The Twitter account, which used to be shared among several activists, is now under the control of Wedes, who explained his decision to take over the Twitter feed in a blog post in August:
A thread about “self-promotion” became just another shaming session. If we start from a place of assuming bad intentions – i.e. discouraging “self-promotion” over encouraging solid, relevant content – we will end up with rules that shame rather than empower. Group members took on the task of limiting others to “1 to 2 tweets per day” (or week) on a topic, a form of censorship that would never have been allowed in the earlier days of the boat. I had to say enough!
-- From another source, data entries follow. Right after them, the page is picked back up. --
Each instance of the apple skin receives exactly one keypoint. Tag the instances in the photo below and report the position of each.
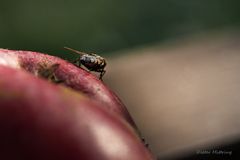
(41, 120)
(71, 76)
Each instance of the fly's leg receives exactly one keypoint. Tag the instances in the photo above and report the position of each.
(101, 74)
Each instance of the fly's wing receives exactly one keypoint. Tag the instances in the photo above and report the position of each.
(73, 50)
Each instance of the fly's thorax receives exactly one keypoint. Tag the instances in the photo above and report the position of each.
(87, 60)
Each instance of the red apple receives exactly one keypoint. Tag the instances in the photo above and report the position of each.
(41, 120)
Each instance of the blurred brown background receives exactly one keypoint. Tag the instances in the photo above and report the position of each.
(184, 95)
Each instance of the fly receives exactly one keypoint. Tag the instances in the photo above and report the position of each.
(91, 61)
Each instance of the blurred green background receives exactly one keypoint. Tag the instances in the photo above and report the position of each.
(105, 26)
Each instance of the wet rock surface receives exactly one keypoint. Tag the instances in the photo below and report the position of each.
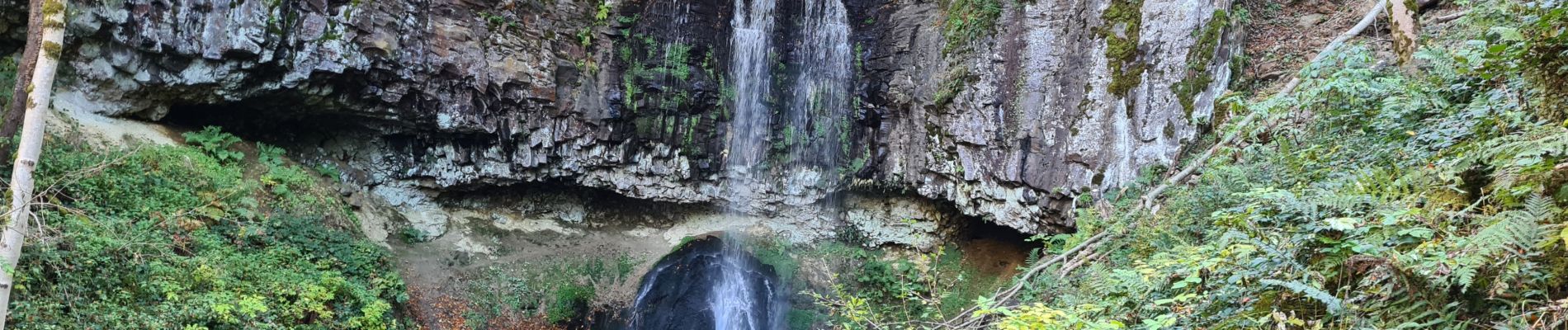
(682, 291)
(428, 97)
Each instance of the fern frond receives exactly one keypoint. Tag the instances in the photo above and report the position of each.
(1333, 304)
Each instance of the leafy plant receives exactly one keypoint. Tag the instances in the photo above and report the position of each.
(215, 143)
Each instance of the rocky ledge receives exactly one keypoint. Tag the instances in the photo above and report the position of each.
(1007, 120)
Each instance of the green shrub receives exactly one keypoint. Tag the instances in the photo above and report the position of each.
(569, 302)
(179, 238)
(215, 143)
(968, 21)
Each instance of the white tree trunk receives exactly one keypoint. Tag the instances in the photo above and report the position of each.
(31, 144)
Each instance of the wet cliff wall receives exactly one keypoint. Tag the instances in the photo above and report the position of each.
(1005, 110)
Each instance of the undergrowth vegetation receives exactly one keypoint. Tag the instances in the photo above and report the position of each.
(562, 291)
(1371, 197)
(1379, 199)
(877, 290)
(172, 237)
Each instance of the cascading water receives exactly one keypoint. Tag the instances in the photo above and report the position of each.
(711, 284)
(819, 105)
(720, 279)
(749, 71)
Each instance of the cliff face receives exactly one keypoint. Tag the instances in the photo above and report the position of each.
(1007, 120)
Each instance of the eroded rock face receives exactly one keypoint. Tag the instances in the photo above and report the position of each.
(423, 97)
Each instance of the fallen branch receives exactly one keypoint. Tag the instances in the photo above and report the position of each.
(1085, 249)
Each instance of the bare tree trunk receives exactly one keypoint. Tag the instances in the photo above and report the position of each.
(50, 33)
(12, 118)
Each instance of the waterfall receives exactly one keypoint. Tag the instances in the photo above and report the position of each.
(711, 276)
(819, 106)
(749, 73)
(720, 279)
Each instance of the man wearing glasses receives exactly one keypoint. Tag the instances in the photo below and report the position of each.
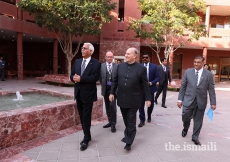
(153, 77)
(193, 97)
(108, 73)
(85, 73)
“We can either go and beat him up or we can go to court,” Holmes, a video editor who was part of the core organizing team of Occupy, told BuzzFeed News. “And quite frankly if we go and beat him up then we could end up with countersuits against us, and that puts us in a more damaging position and we don’t really want to do that anyway.”
“So this is actually the least harmful for ourselves and him given the fact that he won’t give up the account without any kind of punitive measure,” Holmes said.
Holmes said that there had been numerous attempts to get control of the Twitter feed from Wedes, and that suing him was a last resort.
“I’ve given him many many chances and so have a lot of other people,” she said. “For the last six weeks there have been conversations online, mainly on Facebook and through intermediaries.”
Fighting over the remnants of a revolution can get ugly, as these "activists" prove. Occupy Wall Street died because they had nothing much to say that anyone wanted to hear. They were a fringe movement that was intellectually bankrupt from the start.
As for Wedes, he was investigated for trying to defraud the taxpayer through an Americorps grant where he forged some signatures. He resigend rather than be fired. Sounds like the perfect spokesman for a scam political movement.